Son dönemin en çok konuşulan belgeseli “The Game Changers”ı yeni izledim. Belgesel bizlere çoğumuzun doğru olarak bildiği, kendine göre de yanlış olan bir gerçekliği anlatmak istiyor; et yemeden de süper güçlü, sağlıklı, harika kaslara sahip olabilirsiniz ve bakın işte örnekleri diyor. Çok kısa da olsa, sonlarına doğru konuyu sürdürülebilir beslenme ve çevre konusuna da getiriyor.
Size belgeseli daha fazla anlatmayacağım, onu yalnızca girizgah olarak kullandık, konu ilginizi çekerse Netflix’te bulabilirsiniz. Başka bir derdimden bahsetmek istiyorum. İşim gereği bitki bazlı beslenme ve sebzelerin gücünün merkezinde bulunuyor olsam da, bir hamlede 550 kilo kaldırabilen dünyanın en güçlü adamının vegan olabileceğini tahmin etmiyordum. Her ne kadar sebze ağırlıklı beslensem ve özellikle yeşil yapraklı sebze sularının etkisini her gün cildimde, saçımda ve çok sevdiğim bir arkadaşımın da söylediği gibi psikolojimde görüp bununla mest olsam da “etejeryan” olduğumu söylemekle çoğunlukla gurur da duyarım.
Belirtmek isterim ki, bunu esprili bir şekilde yapıyorum, çoğu zaman bir tarafım hep fazla popüler olmuş konulara gülmeyi biraz sevmiştir. Yoksa işim gücüm belli ve son derece sebze ağırlıklı beslenen bir aileden geliyorum. Misss gibi zeytinyağlılar soframızdan hiç eksik olmaz. Tüm bu esprileri yaparken de, çok sevdiğim zeytinyağlı enginarı yerken de, ya da yeşil sebze suyumu pazarlarken de 550 kilo kaldırabilen birinin sadece bunlarla beslenebileceğini bilmiyordum. Çok etkilendim.
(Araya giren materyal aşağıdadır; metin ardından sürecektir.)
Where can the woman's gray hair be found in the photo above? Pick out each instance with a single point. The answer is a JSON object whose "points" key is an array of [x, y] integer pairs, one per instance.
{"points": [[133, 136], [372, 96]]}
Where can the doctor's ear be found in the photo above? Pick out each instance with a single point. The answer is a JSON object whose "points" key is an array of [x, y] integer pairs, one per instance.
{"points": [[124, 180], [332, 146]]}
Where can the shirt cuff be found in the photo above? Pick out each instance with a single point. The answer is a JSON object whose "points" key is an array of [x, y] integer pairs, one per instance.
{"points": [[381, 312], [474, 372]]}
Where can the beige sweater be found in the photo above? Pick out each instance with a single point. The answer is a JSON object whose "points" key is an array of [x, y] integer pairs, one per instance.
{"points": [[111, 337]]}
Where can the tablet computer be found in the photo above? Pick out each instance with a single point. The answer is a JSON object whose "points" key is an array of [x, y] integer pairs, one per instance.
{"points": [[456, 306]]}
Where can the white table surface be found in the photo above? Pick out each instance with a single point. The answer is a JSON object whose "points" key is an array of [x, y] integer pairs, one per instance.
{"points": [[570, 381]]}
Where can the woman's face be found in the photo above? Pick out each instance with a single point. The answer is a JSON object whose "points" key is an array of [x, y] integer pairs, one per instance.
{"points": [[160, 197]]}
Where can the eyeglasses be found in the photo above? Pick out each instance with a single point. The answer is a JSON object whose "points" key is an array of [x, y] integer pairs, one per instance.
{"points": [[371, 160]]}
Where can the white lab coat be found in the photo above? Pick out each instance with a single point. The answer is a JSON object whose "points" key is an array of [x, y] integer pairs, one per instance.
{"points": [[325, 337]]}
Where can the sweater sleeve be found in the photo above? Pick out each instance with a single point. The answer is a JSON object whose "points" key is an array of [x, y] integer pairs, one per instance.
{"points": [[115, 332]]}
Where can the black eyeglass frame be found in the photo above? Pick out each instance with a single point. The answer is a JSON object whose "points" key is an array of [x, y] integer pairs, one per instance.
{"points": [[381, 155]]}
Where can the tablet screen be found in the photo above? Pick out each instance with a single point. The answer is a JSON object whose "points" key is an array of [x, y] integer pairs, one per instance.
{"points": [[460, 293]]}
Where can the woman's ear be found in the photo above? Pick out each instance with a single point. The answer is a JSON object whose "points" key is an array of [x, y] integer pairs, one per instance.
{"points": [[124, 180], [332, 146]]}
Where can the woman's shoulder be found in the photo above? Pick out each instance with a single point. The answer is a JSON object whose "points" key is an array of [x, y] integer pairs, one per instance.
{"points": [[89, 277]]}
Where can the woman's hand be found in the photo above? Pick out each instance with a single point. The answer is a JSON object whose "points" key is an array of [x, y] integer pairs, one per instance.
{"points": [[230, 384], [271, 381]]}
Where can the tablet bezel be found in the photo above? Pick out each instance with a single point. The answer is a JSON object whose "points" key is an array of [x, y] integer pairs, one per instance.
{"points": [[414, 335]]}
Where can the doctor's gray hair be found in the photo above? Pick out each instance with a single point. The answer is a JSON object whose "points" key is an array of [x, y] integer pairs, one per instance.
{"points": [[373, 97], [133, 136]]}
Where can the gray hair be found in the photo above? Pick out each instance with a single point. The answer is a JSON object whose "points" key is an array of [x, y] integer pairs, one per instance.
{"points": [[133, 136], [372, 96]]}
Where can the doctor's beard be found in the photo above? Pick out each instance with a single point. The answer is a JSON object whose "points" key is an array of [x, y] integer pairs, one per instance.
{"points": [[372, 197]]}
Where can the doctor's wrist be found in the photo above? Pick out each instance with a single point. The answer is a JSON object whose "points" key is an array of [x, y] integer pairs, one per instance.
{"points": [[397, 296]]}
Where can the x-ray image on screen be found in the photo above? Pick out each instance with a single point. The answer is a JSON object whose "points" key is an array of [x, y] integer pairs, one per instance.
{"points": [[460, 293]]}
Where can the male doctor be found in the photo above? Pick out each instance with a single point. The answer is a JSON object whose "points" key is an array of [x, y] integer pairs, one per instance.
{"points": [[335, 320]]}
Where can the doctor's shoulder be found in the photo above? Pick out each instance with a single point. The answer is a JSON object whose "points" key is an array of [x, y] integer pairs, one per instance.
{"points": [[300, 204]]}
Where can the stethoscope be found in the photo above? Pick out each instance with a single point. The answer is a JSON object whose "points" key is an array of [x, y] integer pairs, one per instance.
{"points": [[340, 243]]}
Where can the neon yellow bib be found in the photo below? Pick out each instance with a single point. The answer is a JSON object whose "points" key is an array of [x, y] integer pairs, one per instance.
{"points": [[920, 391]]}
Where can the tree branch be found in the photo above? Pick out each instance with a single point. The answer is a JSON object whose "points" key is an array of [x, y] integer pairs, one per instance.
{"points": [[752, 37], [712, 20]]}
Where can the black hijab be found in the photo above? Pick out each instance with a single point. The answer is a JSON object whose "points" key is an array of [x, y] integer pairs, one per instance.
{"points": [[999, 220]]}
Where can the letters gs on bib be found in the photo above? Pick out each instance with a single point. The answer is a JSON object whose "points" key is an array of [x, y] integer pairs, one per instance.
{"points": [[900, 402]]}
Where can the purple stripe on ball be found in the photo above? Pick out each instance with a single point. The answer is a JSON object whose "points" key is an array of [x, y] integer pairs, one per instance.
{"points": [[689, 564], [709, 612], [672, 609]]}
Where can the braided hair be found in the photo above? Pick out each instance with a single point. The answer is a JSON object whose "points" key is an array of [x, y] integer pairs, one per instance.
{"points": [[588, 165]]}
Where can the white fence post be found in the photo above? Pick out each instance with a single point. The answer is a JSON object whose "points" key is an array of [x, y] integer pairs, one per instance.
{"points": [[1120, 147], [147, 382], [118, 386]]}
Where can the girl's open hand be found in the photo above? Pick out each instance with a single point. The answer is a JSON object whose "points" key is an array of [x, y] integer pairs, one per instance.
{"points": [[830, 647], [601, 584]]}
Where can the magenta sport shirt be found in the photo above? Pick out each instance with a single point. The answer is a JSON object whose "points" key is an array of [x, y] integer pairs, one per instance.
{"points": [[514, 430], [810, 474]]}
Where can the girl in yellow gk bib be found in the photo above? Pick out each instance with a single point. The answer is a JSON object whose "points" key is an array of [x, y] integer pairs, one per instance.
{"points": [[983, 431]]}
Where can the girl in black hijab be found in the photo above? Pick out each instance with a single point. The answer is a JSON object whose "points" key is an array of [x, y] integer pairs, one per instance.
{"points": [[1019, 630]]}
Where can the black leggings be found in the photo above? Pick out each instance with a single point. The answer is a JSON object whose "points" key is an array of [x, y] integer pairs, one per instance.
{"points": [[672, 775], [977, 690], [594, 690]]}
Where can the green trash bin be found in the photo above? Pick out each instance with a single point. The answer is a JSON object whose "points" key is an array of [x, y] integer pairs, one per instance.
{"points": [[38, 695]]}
Fakat sonradan aslında o adamın çok fazla protein tozu içtiğini ve belgesele dair başka hataları kanıtlayan başka belgeseller de izledim.
Zaten öte yandan hayvansal protein ile beslenip bu kadar güçlü ve fit olan insanlar da yok değil. Bizim belgeselde o kısımdan hiç bahsedilmemiş, dolayısıyla bu belgeseli iyi niyetli bir propoganda diye tanımlayabiliriz. Ne var ki, insanı düşündürüyor. Bu da önemli.
Netflix’te bu konularda çok fazla belgesel var, vaktiniz olursa mutlaka bakın derim. Kafanız çok karışacak, onu da bilin diye ekleyeyim. Biri diyor ki hayvansal protein ile beslenin kanseri yenin, otoimmün hastalıklardan korunun, diğeri “Bitki bazlı beslendim, hayatım şöyle değişti, böyle değişti…” diye anlatıyor. Birçok örnek işleniş ve diyaloglar bakımından pek de samimi gelmiyor. İki “bilimsel”, ama birbirine taban tabana zıt örnek.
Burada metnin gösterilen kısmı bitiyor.